Continua anche la discesa del numero complessivo dei ricoverati negli ospedali: martedì erano 258 in meno, oggi sono 233 in meno. Numeri rafforzati da quelli sui tamponi effettuati, visto che questi ultimi stanno aumentando sempre di più giorno dopo giorno e oggi hanno superato i 50mila.

Tutto ciò però non basta alla scienza per dire che si può ripartire senza rischi. Il vicedirettore dell’Oms Ranieri Guerra è chiarissimo: abbandonare le misure di contenimento sarebbe “deleterio: la curva sta diminuendo ma può risalire con nuovi focolai” e questo “vanificherebbe tutti i sacrifici fatti finora. E’ il momento di serrare le fila”.

Il che, nel linguaggio degli scienziati, significa: è troppo presto per riaprire. Una posizione condivisa in pieno dal ministro della Salute Roberto Speranza che, stando a quanto fanno trapelare fonti a lui vicine, sta facendo “opera di persuasione” per invitare alla cautela anche per quanto riguarda la riapertura delle sole attività produttive.

Linea diametralmente opposta a quella di Italia Viva che, in scia alla richiesta che arriva da Confindustria, chiede di rimodulare le misure per consentire all’economia di ripartire. Tensioni che Conte dovrà sciogliere entro sabato per varare il nuovo Dpcm.

Riuniti a palazzo Chigi i capi delegazione della maggioranza di governo proprio per affrontare i nodi ancora aperti e nelle prossime ore il premier vedrà sindacati ed imprese. Cosa succederà dunque il 14 aprile?.

L’impressione è che alla fine prevalga la linea dura anche se il premier sarebbe comunque intenzionato a dare un ‘segnale’ di ripartenza. Per questo è probabile che il nuovo provvedimento si limiti a confermare le misure già in atto e concedere un piccolo ampliamento dell’elenco delle attività consentite, a partire da cartolibrerie e librerie.

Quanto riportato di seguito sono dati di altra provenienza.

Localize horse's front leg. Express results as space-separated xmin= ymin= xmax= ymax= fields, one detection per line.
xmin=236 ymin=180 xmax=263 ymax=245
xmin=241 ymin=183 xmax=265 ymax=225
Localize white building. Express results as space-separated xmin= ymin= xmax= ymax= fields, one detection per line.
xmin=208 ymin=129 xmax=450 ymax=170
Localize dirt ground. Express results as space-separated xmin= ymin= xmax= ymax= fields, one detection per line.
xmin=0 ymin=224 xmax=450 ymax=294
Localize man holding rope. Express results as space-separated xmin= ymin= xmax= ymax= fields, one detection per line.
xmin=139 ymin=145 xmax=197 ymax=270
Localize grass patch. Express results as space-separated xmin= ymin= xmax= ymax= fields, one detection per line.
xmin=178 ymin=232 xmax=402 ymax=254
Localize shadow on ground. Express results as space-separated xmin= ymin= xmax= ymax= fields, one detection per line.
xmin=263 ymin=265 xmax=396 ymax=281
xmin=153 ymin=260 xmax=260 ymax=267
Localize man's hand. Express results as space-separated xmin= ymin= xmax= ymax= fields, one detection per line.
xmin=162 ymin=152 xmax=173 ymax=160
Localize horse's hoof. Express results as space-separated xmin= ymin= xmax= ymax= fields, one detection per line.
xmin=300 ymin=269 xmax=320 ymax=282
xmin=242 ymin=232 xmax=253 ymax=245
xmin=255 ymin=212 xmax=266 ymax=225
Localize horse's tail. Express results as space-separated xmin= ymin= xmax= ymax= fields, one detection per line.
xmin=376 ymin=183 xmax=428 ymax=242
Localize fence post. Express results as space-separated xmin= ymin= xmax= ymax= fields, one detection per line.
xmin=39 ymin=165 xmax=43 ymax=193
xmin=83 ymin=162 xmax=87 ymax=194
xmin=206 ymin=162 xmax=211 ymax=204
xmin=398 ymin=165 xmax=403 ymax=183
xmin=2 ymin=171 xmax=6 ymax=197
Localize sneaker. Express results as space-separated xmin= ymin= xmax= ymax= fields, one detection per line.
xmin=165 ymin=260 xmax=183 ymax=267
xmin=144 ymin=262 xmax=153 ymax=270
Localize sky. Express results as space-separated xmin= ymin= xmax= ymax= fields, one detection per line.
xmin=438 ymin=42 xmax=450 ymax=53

Tutto il resto verrà rimandato all’inizio di maggio. Come? Un’indicazione arriva ancora dall’Oms e ricalca i due step ipotizzati dal governo. In sostanza, una riapertura “a fasi” dice Guerra, per “classi di lavoro, tipologia geografica e classe di età”: si fa un passo e poi, a distanza di un paio di settimane si procederà con le aperture successive in modo da contenere l’eventuale esplosione del nuovo focolaio.

Ma solo, se ci saranno dei “requisiti minimi”: vale a dire la capacità da parte del sistema sanitario di identificare con assoluta certezza entro 24-36 ore la casistica sospetta, con una presenza pervasiva sul territorio. E senza, è l’altro avvertimento dell’Oms, contare sui test sierologici, perché “un test certo al 100% non esiste. Scordatevi che ci sia la patente di immunizzato”.